The artifact is split between two git repositories.

#### **Ensō Repository**

This repository includes Ensō's source code as well as documentation and example applications. It is structured as follows:

**hardware/:** Source code for the hardware component and scripts to automatically generate all the required IPs.

**software/:** Source code for the software component, which includes both the library and the kernel module. It also includes example applications and EnsōGen under software/examples.

**frontend/:** Frontend to programmatically load and configure the hardware from Python as well as a command line interface based on this frontend.

**docs/:** Documentation detailing how to set up the system, compile the software and the hardware, and how to use Ensō's primitives (RX Pipes, TX Pipes, and RX/TX Pipes) from an application.

#### Ensō Evaluation Repository

This repository includes code to automatically run experiments to verify the main claims in the paper and the applica-

tions that we evaluate in §7.3. Here we briefly describe the main files and directories:

**experiment.py:** Script to automatically run the experiments to verify the main claims in the paper.

paper\_plots.py: Script to produce all the plots in the paper.

**setup.sh:** Script to automatically setup the experiment environment.
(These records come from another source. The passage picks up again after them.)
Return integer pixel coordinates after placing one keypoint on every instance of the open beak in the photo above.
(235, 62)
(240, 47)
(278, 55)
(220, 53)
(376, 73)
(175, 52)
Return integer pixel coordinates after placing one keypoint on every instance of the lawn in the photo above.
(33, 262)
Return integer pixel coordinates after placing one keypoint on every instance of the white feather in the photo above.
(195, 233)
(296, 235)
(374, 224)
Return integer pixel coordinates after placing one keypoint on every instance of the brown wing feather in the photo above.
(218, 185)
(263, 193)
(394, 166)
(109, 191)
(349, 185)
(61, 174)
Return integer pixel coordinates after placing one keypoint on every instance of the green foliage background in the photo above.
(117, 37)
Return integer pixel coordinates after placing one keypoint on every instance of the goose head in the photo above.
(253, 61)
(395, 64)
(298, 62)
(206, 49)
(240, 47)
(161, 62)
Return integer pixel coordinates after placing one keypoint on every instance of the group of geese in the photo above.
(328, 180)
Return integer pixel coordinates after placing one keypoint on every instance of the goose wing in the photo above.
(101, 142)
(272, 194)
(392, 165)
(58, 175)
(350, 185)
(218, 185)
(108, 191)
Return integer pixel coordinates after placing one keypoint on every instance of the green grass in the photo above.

maglev/: Maglev Load Balancer used in §7.3.1.

**nitrosketch/:** Network telemetry application based on NitroSketch used in §7.3.2.

mica2/: MICA Key-Value store used in §7.3.3.

**log\_monitor/:** Log monitor application used in §7.3.4.

# Hosting

Both repositories are hosted on GitHub and archived using Zenodo with a permanent DOI. The documentation contained in the Ensō Repository is also automatically deployed using GitHub actions for easy access.

#### **Ensō Repository**

- Repository: https://github.com/crossroadsfpga/enso
- Commit: 093dca77836fbe10409af7f0ec3b28232fc25f44
- Zenodo Archive: https://zenodo.org/record/7860872
- DOI: https://doi.org/10.5281/zenodo.7860872

#### Ensō Evaluation Repository

- Repository: https://github.com/crossroadsfpga/enso\_eval
- Commit: 1a100cb38577930b9124fc6fefced3f0a6da7da4
- Zenodo Archive: https://zenodo.org/record/7860936
- DOI: https://doi.org/10.5281/zenodo.7860936

#### **Ensō Documentation**

• Link: https://enso.cs.cmu.edu

#### Requirements

Running Ensō requires a host equipped with an Intel Stratix 10 MX FPGA [42] and an x86-64 CPU. The software component also assumes that the host is running Linux. §7 details the exact environment we used in our experiments.